/news/education
Navigation
Persévérance scolaire

Des enseignants dévoués au succès des élèves

persévérance scolaire
MARYSE MATHIEU / AGENCE QMI Rencontre aves des enseignants le 14 février 2013 dans le cadre des Jours de la persévérance scolaire, du 11 au 15 février. Sur la photo: l’enseignant Jérémie Demers et sa collègue Krystelle Thibault adorent le tableau numérique en classe.

Coup d'oeil sur cet article

MAGOG – Ils s’adaptent à nos jeunes, se conforment aux différents programmes scolaires, s’ajustent tant bien que mal à la technologie et forgent en quelque sorte la relève de demain. Parfois, certains enseignants ont tissé des liens tellement serrés avec des élèves, qu’ils deviennent des mentors les guidant vers leur avenir.

Derrière le succès d’élèves se trouve très souvent un enseignant qui fait une différence.

Dans le cadre des Jours de la persévérance scolaire, du 11 au 15 février, le «Journal de Magog» a rencontré quelques professeurs.

À l’école secondaire la Ruche à Magog, on se demande presque quand l’enseignante d’anglais Claudia Chouinard prend le temps de dîner. En plus de sa tâche d’enseignement, un midi par semaine l’occupe au Comité de l’album de finissants, un autre pour le tutorat, un autre pour la récupération et ainsi de suite. N’oublions pas le voyage à New York qu’elle prépare avec ses élèves pour le mois de mai.

«J’aime le contact avec les jeunes, leur énergie!», a expliqué le boute-en-train de 37 ans qui dit humblement donner une tape d’encouragement dans le dos à bien des jeunes. «Ils sont si attachants! Ils expriment leur différence et j’aime célébrer les victoires avec eux!», dit-elle, précisant qu’elle ne se verrait pas infirmière.

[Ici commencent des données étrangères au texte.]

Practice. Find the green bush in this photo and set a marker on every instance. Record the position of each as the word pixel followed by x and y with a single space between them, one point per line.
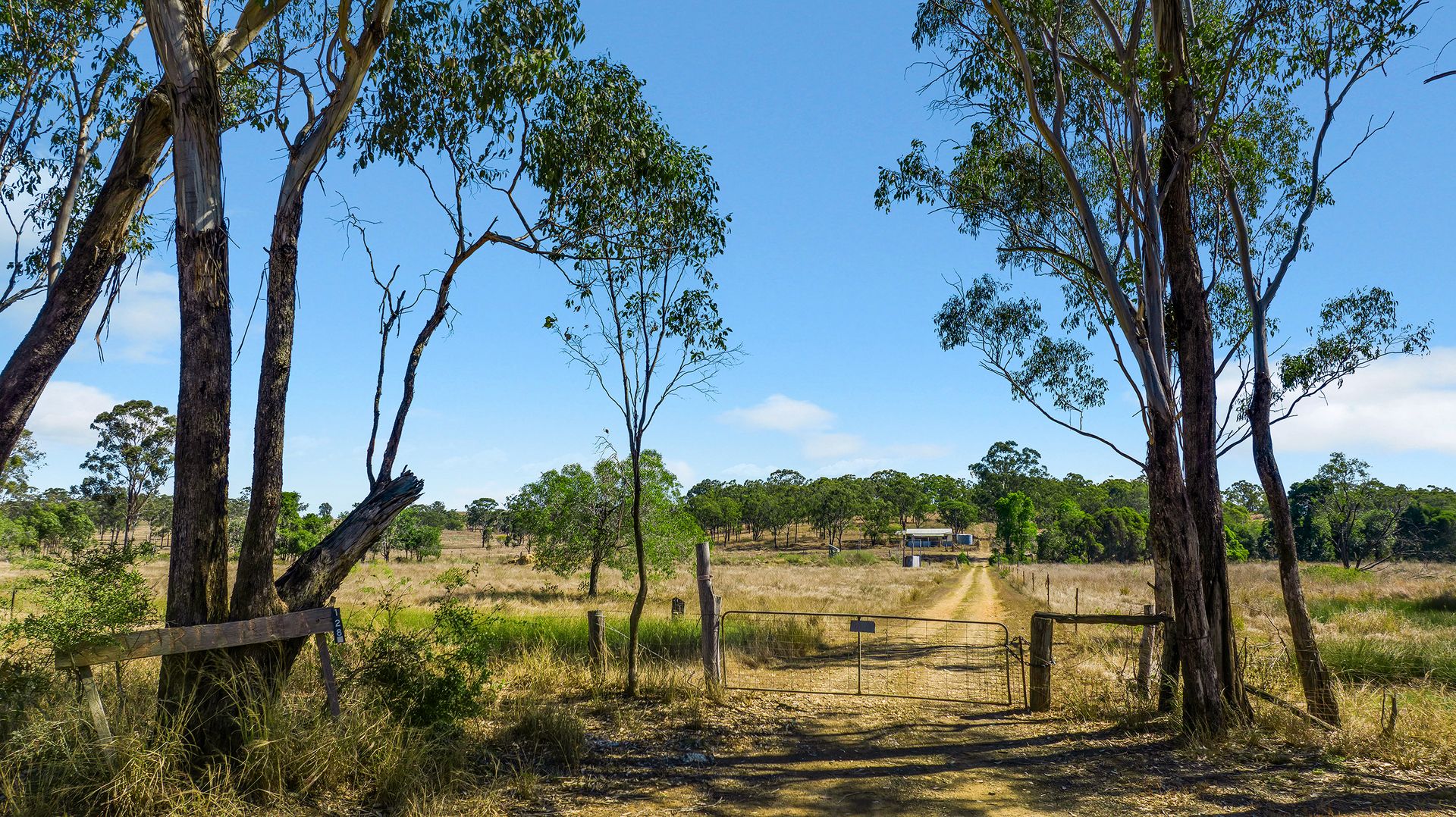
pixel 431 676
pixel 854 558
pixel 546 731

Elle tient à ajouter que bien des collègues en font autant, dont Patrick Cantin avec la troupe de théâtre La Caravane et France Duval qui besogne pour le financement d’un voyage culturel en Chine avec ses élèves.

Et avec les tout-petits?

À l’école primaire Saint-Jean-Bosco à Magog, Jérémie Demers, 26 ans, est l’un des rares hommes à être enseignant. Le voici en train de nous démontrer les capacités du tableau numérique interactif de la classe, branché sur internet.

«Les jeunes sont de la génération des jeux vidéo. Le tableau vient vraiment les chercher», dit-il, très à l’aise malgré ses deux ans à peine d’expérience.

«Avec ce tableau, tout est à la portée de la main!», a ajouté sa collègue Krystelle Thibault, 28 ans. «Par exemple, aujourd’hui, nous avons parlé de catastrophes naturelles et j’ai pu leur montrer des vidéos de volcans en éruption, de tornades et de tsunamis. Mettre des images sur les mots rend plus intéressant».

Tous deux s’entendent pour dire que les outils technologiques facilitent leur tâche, alors qu’on assiste à une augmentation de cas de troubles d’apprentissage. Le tableau interactif leur permet notamment d’attirer plus longtemps l’attention de cette catégorie d’élèves.

Enfin, à leur avis, pour être un bon professeur, il faut surtout aimer aider et vouloir apprendre constamment «un peu comme si on était toujours à l’école toute sa vie».